抑肝散でイライラを抑えればOK…当然そうは問屋はおろしません。イライラによる症状だけではなく、意識低下による脳機能・状況認識力の低下からくる不安・恐れなどが興奮や強い苦痛となって症状に表れることが多いのです。また、このようなときの幻覚・妄想は特に強い反応を引き起こします。ですから、日中のせん妄でも幻覚・妄想があるかどうかきっちり尋ねることは大切です。
 
幻覚・妄想があるとき、低活動性せん妄では、錐体外路症状が少ないアリピプラゾールが有用です。

アリピプラゾール(エビリファイ)はどんな薬?

D2受容体を不完全にしか遮断しないのが特徴です。

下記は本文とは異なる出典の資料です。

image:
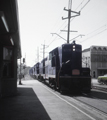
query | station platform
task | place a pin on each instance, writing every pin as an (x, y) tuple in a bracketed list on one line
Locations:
[(26, 104)]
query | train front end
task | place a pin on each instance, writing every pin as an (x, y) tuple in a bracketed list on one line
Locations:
[(72, 76)]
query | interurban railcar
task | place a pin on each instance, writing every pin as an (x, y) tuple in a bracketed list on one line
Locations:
[(63, 69)]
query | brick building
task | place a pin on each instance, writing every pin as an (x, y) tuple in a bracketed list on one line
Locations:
[(95, 57)]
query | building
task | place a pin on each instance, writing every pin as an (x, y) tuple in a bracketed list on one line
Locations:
[(95, 57), (10, 47)]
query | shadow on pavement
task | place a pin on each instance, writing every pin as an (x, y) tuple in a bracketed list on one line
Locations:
[(24, 106)]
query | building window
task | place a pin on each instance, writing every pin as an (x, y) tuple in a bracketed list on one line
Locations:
[(8, 62)]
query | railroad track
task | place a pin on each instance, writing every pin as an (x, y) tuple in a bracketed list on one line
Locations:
[(100, 88)]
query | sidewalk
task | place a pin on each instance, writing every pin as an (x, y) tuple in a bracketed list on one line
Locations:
[(24, 106)]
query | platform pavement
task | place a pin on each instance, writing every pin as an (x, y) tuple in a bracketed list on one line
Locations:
[(25, 105)]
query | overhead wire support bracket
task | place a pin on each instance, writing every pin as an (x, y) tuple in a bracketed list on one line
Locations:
[(69, 17)]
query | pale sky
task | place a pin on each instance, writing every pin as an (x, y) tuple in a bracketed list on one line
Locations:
[(39, 18)]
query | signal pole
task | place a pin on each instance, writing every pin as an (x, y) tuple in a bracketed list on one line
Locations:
[(69, 17)]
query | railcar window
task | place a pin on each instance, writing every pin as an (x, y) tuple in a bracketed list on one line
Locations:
[(8, 62)]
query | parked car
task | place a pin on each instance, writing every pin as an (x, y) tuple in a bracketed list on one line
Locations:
[(102, 79)]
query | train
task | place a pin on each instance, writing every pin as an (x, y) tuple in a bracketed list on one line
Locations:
[(63, 70)]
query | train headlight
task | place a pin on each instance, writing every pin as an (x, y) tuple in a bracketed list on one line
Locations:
[(75, 72)]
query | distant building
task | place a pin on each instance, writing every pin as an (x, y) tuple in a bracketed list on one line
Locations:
[(95, 57)]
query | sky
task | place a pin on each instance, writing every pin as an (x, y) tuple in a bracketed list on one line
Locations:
[(38, 19)]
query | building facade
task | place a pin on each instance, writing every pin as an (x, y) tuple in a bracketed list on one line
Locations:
[(95, 58)]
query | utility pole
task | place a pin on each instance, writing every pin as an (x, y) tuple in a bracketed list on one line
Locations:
[(44, 46), (69, 17), (20, 83)]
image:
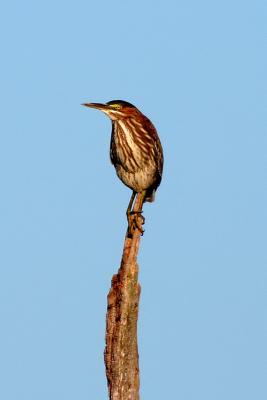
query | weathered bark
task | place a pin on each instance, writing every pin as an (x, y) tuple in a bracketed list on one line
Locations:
[(121, 352)]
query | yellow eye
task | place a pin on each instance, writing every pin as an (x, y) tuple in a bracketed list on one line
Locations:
[(115, 106)]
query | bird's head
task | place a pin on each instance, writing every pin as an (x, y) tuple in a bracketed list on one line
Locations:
[(115, 109)]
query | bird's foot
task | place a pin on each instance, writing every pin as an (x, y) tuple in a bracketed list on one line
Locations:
[(135, 221)]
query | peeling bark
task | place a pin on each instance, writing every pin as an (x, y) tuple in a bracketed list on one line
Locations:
[(121, 352)]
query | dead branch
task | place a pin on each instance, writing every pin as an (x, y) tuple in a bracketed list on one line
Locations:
[(121, 352)]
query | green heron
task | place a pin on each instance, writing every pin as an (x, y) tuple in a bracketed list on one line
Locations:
[(135, 149)]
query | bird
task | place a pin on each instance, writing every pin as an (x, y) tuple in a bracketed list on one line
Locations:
[(135, 150)]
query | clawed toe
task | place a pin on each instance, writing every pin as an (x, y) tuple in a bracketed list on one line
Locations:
[(135, 221)]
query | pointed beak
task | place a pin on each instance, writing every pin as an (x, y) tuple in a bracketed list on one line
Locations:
[(98, 106)]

しかしこれは80%以上の遮断のリスクが少なく、利点となります。作用を見て分かるとおり、催眠作用がほとんどありません。さらに5HTの作用から、他の(D2)主体の抗精神病薬ではなかなか効果のない低活動性せん妄にも、効果が期待できるともされています。
 

注意する点は?

やはり少なめの使用がよいでしょう。3mgが最小規格ですが、1.5~3mgで使用するのが無難だと思われます。眠気が来ない薬剤のため、効果が出た後に漫然と使用しないようにする注意は必要です(せん妄が治ったあとに抗精神病薬を継続してしまうリスク)。
 

どう使う?

日中に幻覚があるときの頓用、あるいは翌日からの数日間限定の定期使用が良いでしょう。
 
錠剤や液剤がありますが、可能なら液剤の規格のほうが飲みやすくて良いと思われます。この薬剤を使用するときには、日中幻覚が問題になっているはずなので、少量の水に溶いてコップに入れておき、自発的に飲むのを待つという使い方もあります。ただ、リスペリドン液のように無味無臭ではありません。
 
眠気の来ない抗精神病薬としては、ブロナンセリン(ロナセン)も選択肢となるようです。


最終更新日2016.3.15



参考文献(薬剤共通)
Stephen M. Stahl著 仙波純一,他監訳.ストール精神薬理学エセンシャルズ 第4版、メディカル・サイエンス・インターナショナル, 2015
神庭重信監修. カプラン精神科薬物ハンドブック第5版、メディカル・サイエンス・インターナショナル, 2015
長嶺敬彦. 予測して防ぐ抗精神病薬の「身体副作用」、医学書院, 2009
上村恵一 他編.がん患者の精神症状はこう見る抗精神病薬はこう使う:じほう, 2015
David M. Gardner, Ross J..Baldessarini, Paul Waraich. Modern antipsychotic drugs: a critical overview. CMAJ. 2005;172; 13:1703-11.